The purpose of this analysis is to explore the correlation between the S&P 500 index and various commodities such as oil, gold, silver, platinum and palladium. Understanding these correlations can provide insights into market dynamics and investment strategies.
This dataset includes daily closing prices for the S&P 500, NASDAQ, and several commodities. This analysis will include correlation analysis, time series forecasting and scenario analysis to understand potential future trends.
# Select relevant columns for correlation analysis
cor_data <- data_clean %>% select(sp500.close, nasdaq.close, oil.close, gold.close, silver.close)
# Calculate the correlation matrix
cor_matrix <- cor(cor_data)
# Print the correlation matrix
print(cor_matrix)
## sp500.close nasdaq.close oil.close gold.close silver.close
## sp500.close 1.00000000 0.99050033 0.4765798 0.6996215 -0.08042028
## nasdaq.close 0.99050033 1.00000000 0.5017432 0.7523519 -0.02991301
## oil.close 0.47657977 0.50174317 1.0000000 0.6290720 0.45652019
## gold.close 0.69962150 0.75235187 0.6290720 1.0000000 0.48543082
## silver.close -0.08042028 -0.02991301 0.4565202 0.4854308 1.00000000
# Visualize the correlation matrix
corrplot(cor_matrix, method = "color", type = "upper", tl.col = "black", tl.srt = 45)
`` This correlation map provides a solid snapshot of how different
assets are related to each other. We are particularly looking at how the
commodities are related to the S&P 500.
Correlations Scores range from -1 to 1, With 1 being the strongest correlation and -1 being the weakest correlation.
With a score of 0.99 we can see that the S&P 500 and NASDAQ are almost perfectly positively correlated. Therefore, when the S&P 500 moves in a certain direction the NASDAQ is likely to move in the same direction.
High Correlation: S&P 500 and NASDAQ, NASDAQ and Gold, S&P 500 and GOLD
Moderate Correlation: S&P 500 and Oil, NASDAQ and Oil, Oil and Gold, Oil and Silver.
Weak or No Correlation: S&P 500 and Silver, NASDAQ and Silver. Due to the Market Dynamics Silver does not move in tandem with the Stock Market. Silver is more influenced by supply and demand dynamics specific to industrial and investment usages versus the stock market. Silver also tend to be highly volatile meaning weak correlation with the stock market.

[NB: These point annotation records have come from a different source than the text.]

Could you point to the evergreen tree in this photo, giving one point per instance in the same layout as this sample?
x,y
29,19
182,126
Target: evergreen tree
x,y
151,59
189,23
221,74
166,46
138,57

# Convert the date column to Date type
data_clean$date <- as.Date(data_clean$date, format = "%m/%d/%Y")
# Arrange data by date
data_clean <- data_clean %>% arrange(date)
horizon <- 5 *252
# Fit an ARIMA model to the oil closing prices
model <- auto.arima(data_clean$oil.close, seasonal = FALSE)
# Print the model summary
summary(model)
## Series: data_clean$oil.close
## ARIMA(1,0,0) with non-zero mean
##
## Coefficients:
## ar1 mean
## 0.9394 47.2146
## s.e. 0.0553 18.4010
##
## sigma^2 = 71.02: log likelihood = -106.55
## AIC=219.09 AICc=220.02 BIC=223.3
##
## Training set error measures:
## ME RMSE MAE MPE MAPE MASE ACF1
## Training set 0.3159122 8.141474 5.737392 -13.00707 27.23056 1.004424 0.1433156
# Forecast future values
forecast_values <- forecast(model, h = horizon)
# Create a data frame with the forecast values and dates
forecast_df <- data.frame(
date = seq.Date(from = max(data_clean$date) + 1, by = "day", length.out = horizon),
forecast = as.numeric(forecast_values$mean)
)
# Combine the actual and forecast data for plotting
plot_data <- data_clean %>%
select(date, oil.close) %>%
rename(actual = oil.close) %>%
bind_rows(forecast_df %>% rename(actual = forecast))
# Plot the actual and forecasted values
ggplot(plot_data, aes(x = date)) +
geom_line(aes(y = actual, color = "Actual")) +
geom_line(data = forecast_df, aes(y = forecast, color = "Forecast")) +
labs(title = "Oil Price Forecast", x = "Date", y = "Price") +
scale_color_manual(values = c("Actual" = "blue", "Forecast" = "red"))
In order to forecast the movement of stocks for the future I thought the
ARIMA model would be the appropriate method. The model uses previous
values of the time series in order to predict future outcomes. Which I
thought would be an appropriate way to predict the value of Oil in a
vacuum; before I go ahead and graph the future values of the other
commodities.
The graph itself is forecasting for the price of oil to drop in 2025.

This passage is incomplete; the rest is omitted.